Posted on Nov 17, 2014 , 5 minute read

Table Of Contents

Developing android applications are lot easy if you exactly know which platform you are developing for. But for either one or other reasons we don’t have time to leverage functionalities of our platforms to make our life easy. And as far as I can acknowledge it happens frequently with android. Breaking habits of traditional development (of web and of iOS) android has lot more bells and whistles that many of us don’t know. Here, with this series, I am not talking about animations or anything fancy. I am talking about some bricks and mortar which should be applied properly at the foundations.

The apps many of us develop are having either some complex functionalities, or having some iOS functionalities which have easy replacements, but they are generally not acceptable because they do not belong to iOS. And above all the people who decide the timeline always overestimate our power (feel free to imagine angry lord vader here). Thus we are always in rush, without having time or knowledge of some awesome things that can make our life easy. Some of us who regularly see some top android developers’ blog and/or Google+ profiles may be familiar with some or all of the tricks. But some are still learning and looking to solve their problems. If you are in the former, and have some new tricks, please share it with us. If you are later and looking for help, these are the droids you are looking for.

Before I start let me tell you one last thing, When I was building Wish ‘N U as a demo of what I have been learning, I didn’t know many of the tricks I am going to share with you, and as a result the app released on November 2013 was a laggy, slow and bit of unreliable. Fast forward to a year and I have managed to release the same app being fast, more (~70%) reliable and somehow looking beautiful.
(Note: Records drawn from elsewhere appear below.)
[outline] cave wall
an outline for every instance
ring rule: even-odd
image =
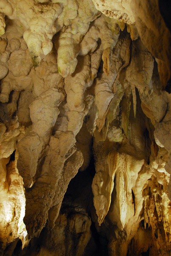
[[[2,255],[170,255],[163,6],[1,0]]]

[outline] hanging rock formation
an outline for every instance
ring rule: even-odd
[[[0,1],[1,255],[170,255],[163,5]]]

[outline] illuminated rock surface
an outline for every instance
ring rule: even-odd
[[[171,255],[159,3],[0,1],[1,255]]]

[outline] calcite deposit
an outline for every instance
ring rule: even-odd
[[[159,2],[0,1],[2,256],[171,255]]]

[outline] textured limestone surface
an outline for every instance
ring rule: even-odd
[[[0,1],[2,256],[171,255],[161,7]]]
Having applied many of the tricks during development you will face many of the examples and codes related to the app.

Not talking too much let’s start with our first trick.

1.When list is used, always use ListFragment.
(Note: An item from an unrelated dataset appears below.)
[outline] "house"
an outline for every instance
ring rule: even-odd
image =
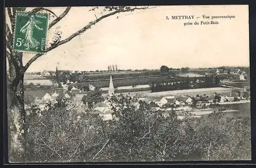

Fragments are awesome things to use. Learning and mastering it is bit tricky, but when you get the mastery, you will feel proud. And one of the fragment I always tend to use is ListFragment. And I recommend you to choose ListFragment over normal ListViews, because it comes with a unique functionality: Untill you set an adapter to it, it will always show default progressbar. Thus you don’t have to care about showing ProgressBar or ProgressDialog everytime you are loading a list.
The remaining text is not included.